Os problemas que você citou existem e devem ser atacados, mas o modelo de igreja não. O povo judeu sobreviveu a dois milenios de diaspora porque se apoiou em sua "cultura de fé", não em sistemas de pensamento. A cutura de fé da Assembleia de Deus é, em grande parte, a fonte de seu vigor.

Gutierres Siqueira disse...

Caro Fernando,

Permita-me discordar, pois não existe cultura religiosa sem estrutura doutrinária (teológica).
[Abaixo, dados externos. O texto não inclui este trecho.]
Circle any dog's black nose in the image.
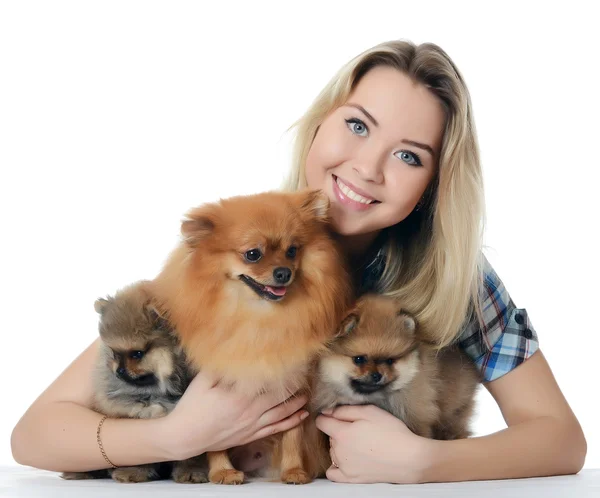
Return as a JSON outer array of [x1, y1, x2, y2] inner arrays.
[[370, 372, 382, 383], [273, 267, 292, 284], [117, 367, 126, 376]]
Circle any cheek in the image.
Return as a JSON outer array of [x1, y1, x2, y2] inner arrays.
[[320, 356, 353, 387], [305, 121, 350, 188], [385, 167, 433, 210], [390, 352, 420, 390]]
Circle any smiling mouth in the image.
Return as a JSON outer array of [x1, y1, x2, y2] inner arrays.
[[333, 175, 381, 205], [239, 275, 287, 302]]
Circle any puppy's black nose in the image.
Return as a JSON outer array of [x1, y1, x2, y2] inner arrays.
[[117, 367, 126, 376], [370, 372, 382, 383], [273, 267, 292, 284]]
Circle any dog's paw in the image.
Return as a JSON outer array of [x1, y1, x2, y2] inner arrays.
[[60, 470, 108, 480], [172, 466, 208, 484], [111, 466, 157, 483], [281, 467, 311, 485], [209, 468, 245, 485]]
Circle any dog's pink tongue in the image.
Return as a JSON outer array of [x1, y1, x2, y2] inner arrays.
[[264, 285, 287, 296]]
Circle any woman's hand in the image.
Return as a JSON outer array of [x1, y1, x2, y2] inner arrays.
[[316, 404, 436, 484], [160, 371, 308, 461]]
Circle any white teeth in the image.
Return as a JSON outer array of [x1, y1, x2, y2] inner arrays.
[[336, 177, 375, 204]]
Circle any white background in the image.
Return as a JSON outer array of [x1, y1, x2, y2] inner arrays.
[[1, 1, 598, 470]]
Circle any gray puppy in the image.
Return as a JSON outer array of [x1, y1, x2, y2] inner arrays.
[[61, 280, 207, 483]]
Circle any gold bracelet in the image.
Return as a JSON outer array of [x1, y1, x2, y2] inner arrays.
[[96, 415, 117, 469]]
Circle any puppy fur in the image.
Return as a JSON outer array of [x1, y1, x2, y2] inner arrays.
[[150, 190, 352, 484], [60, 280, 207, 484], [311, 294, 481, 474]]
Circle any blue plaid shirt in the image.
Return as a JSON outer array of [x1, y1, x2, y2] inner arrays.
[[358, 250, 539, 383]]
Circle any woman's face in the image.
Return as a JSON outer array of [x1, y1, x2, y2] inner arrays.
[[305, 66, 445, 238]]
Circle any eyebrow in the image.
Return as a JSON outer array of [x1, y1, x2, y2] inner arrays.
[[345, 103, 379, 127], [401, 139, 435, 157], [345, 102, 435, 157]]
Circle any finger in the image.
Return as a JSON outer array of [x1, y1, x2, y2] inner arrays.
[[315, 414, 349, 438], [249, 409, 309, 442], [257, 394, 308, 427], [253, 390, 308, 417], [328, 404, 379, 422]]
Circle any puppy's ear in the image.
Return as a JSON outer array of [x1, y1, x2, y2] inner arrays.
[[336, 313, 358, 338], [397, 309, 417, 334], [298, 189, 330, 222], [181, 204, 220, 247], [146, 303, 171, 331], [94, 298, 111, 315]]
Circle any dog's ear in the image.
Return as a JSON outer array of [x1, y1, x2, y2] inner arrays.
[[94, 297, 111, 315], [181, 204, 220, 247], [397, 308, 417, 334], [298, 189, 330, 222], [145, 303, 171, 331], [336, 312, 358, 338]]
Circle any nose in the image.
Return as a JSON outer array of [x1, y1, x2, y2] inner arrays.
[[273, 267, 292, 284], [353, 148, 385, 184], [370, 372, 382, 383], [117, 367, 126, 376]]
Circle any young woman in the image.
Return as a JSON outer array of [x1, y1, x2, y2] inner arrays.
[[11, 39, 586, 484]]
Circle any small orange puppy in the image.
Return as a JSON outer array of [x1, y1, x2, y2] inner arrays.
[[151, 189, 351, 484]]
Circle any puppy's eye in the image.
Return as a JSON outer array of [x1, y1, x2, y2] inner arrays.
[[244, 249, 262, 262], [353, 356, 367, 365], [385, 358, 395, 366], [286, 246, 297, 259], [129, 350, 144, 360]]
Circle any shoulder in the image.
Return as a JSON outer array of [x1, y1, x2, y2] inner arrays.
[[457, 255, 539, 382]]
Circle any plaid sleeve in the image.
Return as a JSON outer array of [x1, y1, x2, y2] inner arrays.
[[458, 256, 539, 382]]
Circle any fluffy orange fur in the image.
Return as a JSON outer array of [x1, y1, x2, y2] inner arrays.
[[151, 189, 352, 484]]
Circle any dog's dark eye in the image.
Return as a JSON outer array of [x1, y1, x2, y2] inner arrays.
[[129, 350, 144, 360], [286, 246, 297, 259], [353, 356, 367, 365], [385, 358, 395, 366], [244, 249, 262, 262]]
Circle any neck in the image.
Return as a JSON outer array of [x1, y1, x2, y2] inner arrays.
[[334, 230, 382, 265]]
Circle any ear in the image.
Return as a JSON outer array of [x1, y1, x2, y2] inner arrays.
[[181, 205, 219, 247], [397, 309, 417, 334], [336, 313, 358, 338], [146, 303, 171, 331], [298, 189, 330, 222], [94, 297, 111, 315]]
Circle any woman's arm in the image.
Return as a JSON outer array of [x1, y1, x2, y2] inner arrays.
[[316, 350, 586, 484], [425, 349, 586, 482], [11, 338, 308, 473], [11, 338, 171, 471]]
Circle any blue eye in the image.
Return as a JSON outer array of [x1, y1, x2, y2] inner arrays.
[[395, 150, 422, 167], [286, 246, 297, 259], [129, 350, 144, 360], [353, 356, 367, 365], [345, 118, 368, 137]]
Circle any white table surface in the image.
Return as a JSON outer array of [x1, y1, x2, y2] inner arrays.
[[1, 466, 599, 497]]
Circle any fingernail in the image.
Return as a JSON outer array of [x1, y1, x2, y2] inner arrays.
[[322, 408, 333, 416], [300, 411, 309, 420]]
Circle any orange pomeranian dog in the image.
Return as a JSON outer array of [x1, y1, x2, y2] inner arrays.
[[150, 189, 352, 485]]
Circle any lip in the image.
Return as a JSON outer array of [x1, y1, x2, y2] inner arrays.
[[332, 175, 379, 212], [239, 275, 286, 302]]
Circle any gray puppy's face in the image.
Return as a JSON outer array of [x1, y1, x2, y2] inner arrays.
[[95, 293, 179, 388]]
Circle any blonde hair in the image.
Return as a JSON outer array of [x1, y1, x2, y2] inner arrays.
[[283, 40, 485, 347]]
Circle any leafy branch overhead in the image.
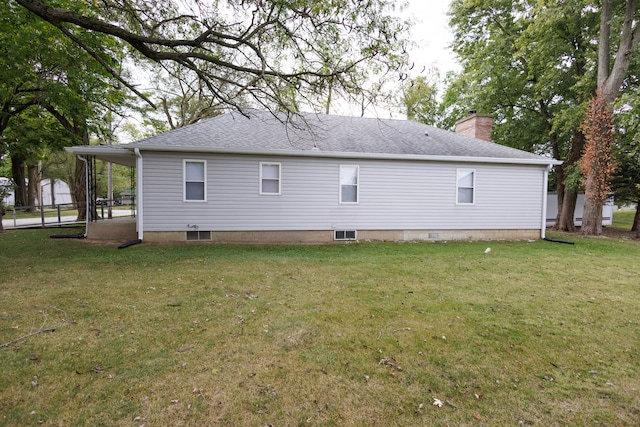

A questão na AD é: qual doutrina? Pelo post mostro que os costumes estão em um patamar de doutrina superior. Mas a AD (e nem o pentecostalismo) é um movimento desprovido de institucionalidade e/ou sem corpo doutrinário.

Sobre a sua contrariedade a sistematização da teologia, eu relembrei uma leitura que fiz há poucos dias do teólogo Machen, que escrevendo sobre a igreja primitiva disse:

"Se há um fato bem claro, de acordo com essas evidências, é que, em sua origem, o movimento cristão não era somente um estilo de vida, de acordo com o conceito moderno, mas uma vida fundamentada em uma mensagem. Não era meramente baseado em sentimentos, bem em um programa de deveres, mas sim em um relato de fatos. Em outras palavras, era baseada em doutrina." [MACHEN, J. Gresham. Cristianismo e Liberalismo. 1 ed. São Paulo: Shedd Publicações, 2012. p 24.]

Abraço

Aprendiz disse...

Fernando

A nutureza nacional da religião judaica levava a essa falta de unidade doutrinária.

Até concordo que a doutrina deve ser mais livre em algumas igrejas. Por exemplo, basera a unidade denominacional numa crença recente e peculiar, que reinterpreta inúmeros textos, como o calvinismo, não parece fazer sentido. Em asssuntos como esse, é muito melhor manter aberta a questão.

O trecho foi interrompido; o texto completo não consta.